I'll try to restate that as pros and cons - I think there are good points there - but I don't like to see it looking like attack and defence.

old-fashioned modular design with extended system bus

- good for historical re-enactment, using low-integration chips
- solid at low speed
- needs buffering if the load is high relative to the available drive
- allows for many modules in the buffered case
- is possible to mix unbuffered fast cards (memory) and a buffered slow bus (i/o)
- will need to pay attention to cross-talk and sheilding, to some extent

serial interface bus is a more modern idea

- fewer wires
- fewer concerns about crosstalk and skew
- daisychaining allows for almost unconstrained expansion
- based on standard serial protocol supported by standard chips

Hope this helps.
Ed

Very well put, Ed. It's not our intention to make anyone do things a certain way, but we do enjoy helping and learning. Newbies unwittingly do many things the hard way, with poor ROI. We all start there. I wish this forum existed in my early years. My first home-made computer, modeled partly after industrial card cages of the day, was an awful lot of work, and in spite of my dreams, didn't really do anything useful. However one benefit we didn't have back then is all the SPI and I²C ICs we enjoy today which keep project size much more manageable because there are so few connections to make. Without them, my ideas for my next computer proved too grandiose to ever finish. 65SIB is basically an SPI extension intended to facilitate off-board expansion with multiple devices ranging from very dumb to very intelligent, and part of the idea was that we could share designs and even hardware. I have been a little disappointed with how much work it is to hand-wire the connectors for the daisychaining (I might get tiny PC boards made for the job), but that's no reason not to use SPI or I²C which give you a simpler, smaller, more modular computer with nearly unlimited I/O.

Some members will be happy to start at 2MHz or less, and using a 2MHz processor's own buses out on the backplane, whether buffered or not, will be fine. This particular thread however is intentionally for how to achieve the highest possible speeds we can with limited non-professional resources.

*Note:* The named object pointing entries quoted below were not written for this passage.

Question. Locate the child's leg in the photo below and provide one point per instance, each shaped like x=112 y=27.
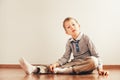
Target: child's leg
x=78 y=66
x=87 y=65
x=63 y=70
x=27 y=67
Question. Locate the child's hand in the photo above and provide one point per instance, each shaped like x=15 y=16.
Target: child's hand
x=52 y=66
x=103 y=73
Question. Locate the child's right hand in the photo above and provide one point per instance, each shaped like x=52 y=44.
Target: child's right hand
x=52 y=66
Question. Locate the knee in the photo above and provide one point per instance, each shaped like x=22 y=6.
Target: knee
x=93 y=61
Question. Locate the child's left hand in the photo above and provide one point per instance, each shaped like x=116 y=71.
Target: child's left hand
x=103 y=73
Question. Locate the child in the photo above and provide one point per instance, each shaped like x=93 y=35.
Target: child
x=86 y=58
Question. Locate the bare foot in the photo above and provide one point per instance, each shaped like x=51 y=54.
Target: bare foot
x=27 y=67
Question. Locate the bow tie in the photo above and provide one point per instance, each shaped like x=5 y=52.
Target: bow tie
x=76 y=45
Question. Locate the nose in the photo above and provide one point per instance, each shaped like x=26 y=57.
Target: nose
x=71 y=27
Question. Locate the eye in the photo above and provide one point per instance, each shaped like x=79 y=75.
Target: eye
x=73 y=24
x=68 y=27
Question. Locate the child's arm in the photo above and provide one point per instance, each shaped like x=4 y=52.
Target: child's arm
x=52 y=66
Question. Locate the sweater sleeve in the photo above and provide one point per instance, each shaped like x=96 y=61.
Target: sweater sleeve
x=65 y=58
x=93 y=51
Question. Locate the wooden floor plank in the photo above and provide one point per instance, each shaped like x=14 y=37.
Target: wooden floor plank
x=18 y=74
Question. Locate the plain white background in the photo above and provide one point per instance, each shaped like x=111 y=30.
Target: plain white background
x=33 y=28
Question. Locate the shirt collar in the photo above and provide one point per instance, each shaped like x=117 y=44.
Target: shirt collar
x=78 y=38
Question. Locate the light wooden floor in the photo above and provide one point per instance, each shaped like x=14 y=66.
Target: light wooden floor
x=18 y=74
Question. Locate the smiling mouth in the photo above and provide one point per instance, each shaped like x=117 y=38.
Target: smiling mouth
x=73 y=30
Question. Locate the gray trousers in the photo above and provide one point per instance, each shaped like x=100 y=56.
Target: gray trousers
x=75 y=66
x=82 y=65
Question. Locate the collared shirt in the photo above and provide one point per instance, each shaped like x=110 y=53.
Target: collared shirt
x=86 y=49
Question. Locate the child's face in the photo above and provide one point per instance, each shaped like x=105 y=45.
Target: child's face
x=71 y=27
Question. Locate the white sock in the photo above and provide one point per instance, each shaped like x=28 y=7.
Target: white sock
x=63 y=70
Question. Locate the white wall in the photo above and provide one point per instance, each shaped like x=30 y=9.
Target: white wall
x=33 y=28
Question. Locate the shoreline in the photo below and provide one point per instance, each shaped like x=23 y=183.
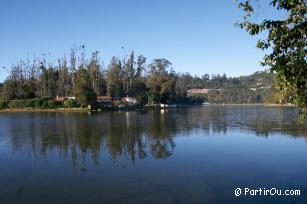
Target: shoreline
x=29 y=110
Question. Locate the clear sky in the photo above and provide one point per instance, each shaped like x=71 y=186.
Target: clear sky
x=197 y=36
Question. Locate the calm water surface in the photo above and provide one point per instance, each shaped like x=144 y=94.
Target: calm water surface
x=194 y=155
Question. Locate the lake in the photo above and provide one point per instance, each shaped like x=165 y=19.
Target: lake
x=193 y=155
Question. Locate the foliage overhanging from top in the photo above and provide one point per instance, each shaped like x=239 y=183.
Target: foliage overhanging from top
x=286 y=42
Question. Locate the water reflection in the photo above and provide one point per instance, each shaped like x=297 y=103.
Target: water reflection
x=135 y=135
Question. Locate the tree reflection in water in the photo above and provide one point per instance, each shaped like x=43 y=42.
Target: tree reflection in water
x=137 y=135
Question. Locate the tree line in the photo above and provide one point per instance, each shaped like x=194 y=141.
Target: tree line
x=151 y=83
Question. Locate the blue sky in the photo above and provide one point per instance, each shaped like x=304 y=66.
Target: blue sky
x=197 y=36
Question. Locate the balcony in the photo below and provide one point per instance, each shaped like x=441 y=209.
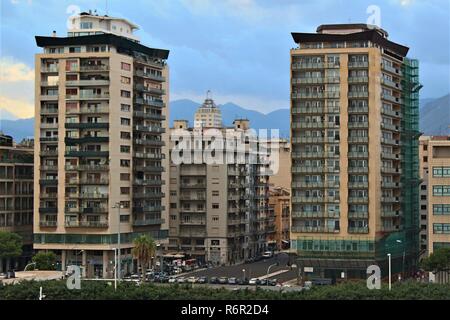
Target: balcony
x=149 y=89
x=148 y=182
x=50 y=153
x=305 y=229
x=88 y=68
x=86 y=224
x=149 y=169
x=356 y=185
x=149 y=142
x=358 y=94
x=392 y=98
x=50 y=97
x=53 y=210
x=154 y=156
x=48 y=182
x=87 y=125
x=358 y=125
x=81 y=83
x=308 y=110
x=150 y=102
x=147 y=222
x=149 y=195
x=358 y=229
x=358 y=199
x=93 y=154
x=358 y=139
x=358 y=169
x=358 y=79
x=149 y=115
x=48 y=224
x=358 y=155
x=72 y=141
x=148 y=75
x=149 y=129
x=358 y=64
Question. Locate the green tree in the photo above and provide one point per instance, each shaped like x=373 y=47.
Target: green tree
x=438 y=261
x=45 y=260
x=144 y=249
x=10 y=245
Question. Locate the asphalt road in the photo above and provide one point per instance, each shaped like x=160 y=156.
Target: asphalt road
x=252 y=270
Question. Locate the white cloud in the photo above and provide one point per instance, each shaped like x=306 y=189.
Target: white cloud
x=12 y=70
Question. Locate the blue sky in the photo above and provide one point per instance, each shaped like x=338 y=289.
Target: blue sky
x=239 y=49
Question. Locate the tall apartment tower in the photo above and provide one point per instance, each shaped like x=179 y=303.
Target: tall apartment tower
x=354 y=129
x=208 y=115
x=219 y=213
x=101 y=114
x=16 y=197
x=436 y=160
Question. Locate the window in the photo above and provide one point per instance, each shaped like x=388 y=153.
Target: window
x=125 y=107
x=125 y=121
x=125 y=80
x=441 y=190
x=125 y=135
x=125 y=163
x=441 y=172
x=125 y=149
x=126 y=66
x=441 y=228
x=124 y=177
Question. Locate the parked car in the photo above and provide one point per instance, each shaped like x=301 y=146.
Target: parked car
x=263 y=282
x=223 y=280
x=202 y=280
x=272 y=282
x=214 y=280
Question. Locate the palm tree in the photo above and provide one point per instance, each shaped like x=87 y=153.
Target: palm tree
x=144 y=249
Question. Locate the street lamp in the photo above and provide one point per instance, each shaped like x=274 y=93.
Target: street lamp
x=118 y=206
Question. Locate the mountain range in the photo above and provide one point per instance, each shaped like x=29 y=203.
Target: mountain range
x=434 y=118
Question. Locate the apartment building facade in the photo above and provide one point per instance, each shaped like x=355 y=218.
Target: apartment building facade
x=354 y=132
x=219 y=212
x=100 y=152
x=16 y=197
x=280 y=201
x=437 y=161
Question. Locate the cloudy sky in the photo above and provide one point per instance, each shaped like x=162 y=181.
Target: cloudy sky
x=238 y=49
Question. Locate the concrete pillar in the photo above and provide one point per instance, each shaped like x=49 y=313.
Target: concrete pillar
x=83 y=263
x=63 y=261
x=105 y=264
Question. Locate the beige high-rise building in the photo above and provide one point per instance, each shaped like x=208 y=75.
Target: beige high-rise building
x=354 y=132
x=219 y=213
x=436 y=158
x=16 y=197
x=208 y=115
x=100 y=152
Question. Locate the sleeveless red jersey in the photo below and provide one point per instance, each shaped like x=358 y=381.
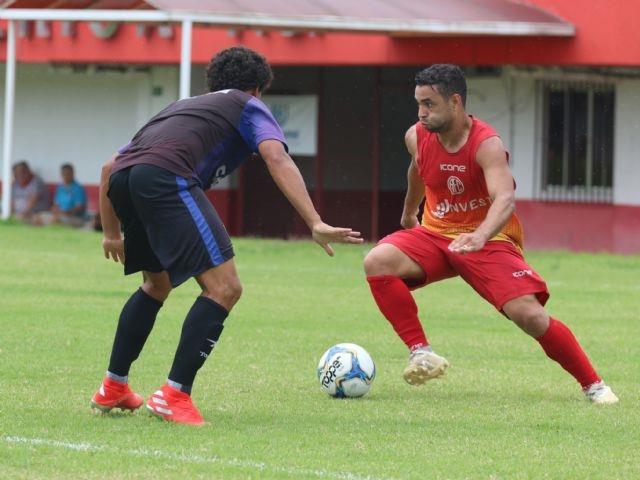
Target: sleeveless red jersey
x=456 y=196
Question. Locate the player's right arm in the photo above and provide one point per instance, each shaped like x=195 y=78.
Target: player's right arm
x=290 y=182
x=112 y=242
x=415 y=186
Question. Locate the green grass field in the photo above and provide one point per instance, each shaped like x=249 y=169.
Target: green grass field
x=503 y=411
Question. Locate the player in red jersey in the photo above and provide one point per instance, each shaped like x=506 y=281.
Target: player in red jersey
x=469 y=228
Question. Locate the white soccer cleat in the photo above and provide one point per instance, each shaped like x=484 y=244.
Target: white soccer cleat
x=601 y=394
x=424 y=365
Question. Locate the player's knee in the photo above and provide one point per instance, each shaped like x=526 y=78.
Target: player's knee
x=532 y=320
x=377 y=263
x=159 y=291
x=227 y=292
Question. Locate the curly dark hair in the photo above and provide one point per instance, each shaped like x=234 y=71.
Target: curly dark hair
x=448 y=79
x=240 y=68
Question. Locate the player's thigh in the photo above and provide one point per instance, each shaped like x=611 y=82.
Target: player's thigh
x=221 y=284
x=422 y=260
x=499 y=273
x=139 y=255
x=184 y=230
x=387 y=259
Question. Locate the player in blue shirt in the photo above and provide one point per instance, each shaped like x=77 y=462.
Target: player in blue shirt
x=70 y=200
x=153 y=189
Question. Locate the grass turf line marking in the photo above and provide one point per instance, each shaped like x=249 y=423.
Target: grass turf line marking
x=160 y=454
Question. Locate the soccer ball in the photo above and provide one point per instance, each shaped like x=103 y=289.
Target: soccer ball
x=346 y=370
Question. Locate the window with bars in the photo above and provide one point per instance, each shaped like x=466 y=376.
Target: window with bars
x=577 y=155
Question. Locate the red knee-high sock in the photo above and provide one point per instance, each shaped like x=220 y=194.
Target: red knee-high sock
x=562 y=346
x=398 y=306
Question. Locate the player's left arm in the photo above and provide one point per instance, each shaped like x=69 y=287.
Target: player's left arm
x=492 y=158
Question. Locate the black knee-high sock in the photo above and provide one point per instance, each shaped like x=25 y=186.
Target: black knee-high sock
x=136 y=321
x=200 y=332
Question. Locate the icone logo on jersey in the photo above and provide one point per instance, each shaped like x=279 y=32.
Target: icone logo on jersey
x=522 y=273
x=450 y=167
x=456 y=187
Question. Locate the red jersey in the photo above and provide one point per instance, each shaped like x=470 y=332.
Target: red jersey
x=456 y=196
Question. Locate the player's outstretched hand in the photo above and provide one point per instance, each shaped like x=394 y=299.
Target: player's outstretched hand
x=467 y=242
x=113 y=248
x=324 y=234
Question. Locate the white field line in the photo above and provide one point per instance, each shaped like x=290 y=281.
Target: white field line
x=183 y=457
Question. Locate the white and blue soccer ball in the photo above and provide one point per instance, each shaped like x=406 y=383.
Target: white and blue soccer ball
x=346 y=370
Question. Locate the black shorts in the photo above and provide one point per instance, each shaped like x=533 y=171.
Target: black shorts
x=168 y=223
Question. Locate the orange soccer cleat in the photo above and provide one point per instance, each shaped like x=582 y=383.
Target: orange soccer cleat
x=174 y=405
x=112 y=394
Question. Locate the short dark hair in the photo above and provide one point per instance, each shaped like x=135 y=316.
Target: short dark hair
x=21 y=163
x=240 y=68
x=448 y=78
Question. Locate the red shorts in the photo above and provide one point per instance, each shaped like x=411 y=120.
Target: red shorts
x=498 y=272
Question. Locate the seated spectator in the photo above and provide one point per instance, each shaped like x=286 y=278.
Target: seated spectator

Incidentally, the output-pin drivers of the CMOS 6502 and peripheral ICs is very strong-- far stronger than the old NMOS 6502. Couple that with all-CMOS loads (there's no reason to use 74LS anymore), and there's no need to add the bus buffers. WDC's 65c22 (I've measured it) can even pull up to a logic high with 40mA, which is 100 times as strong as the NMOS specification.

Only pros were listed...

...but I have some con:

- cumbersome and not straightforward programming of serial protocol with significant overhead.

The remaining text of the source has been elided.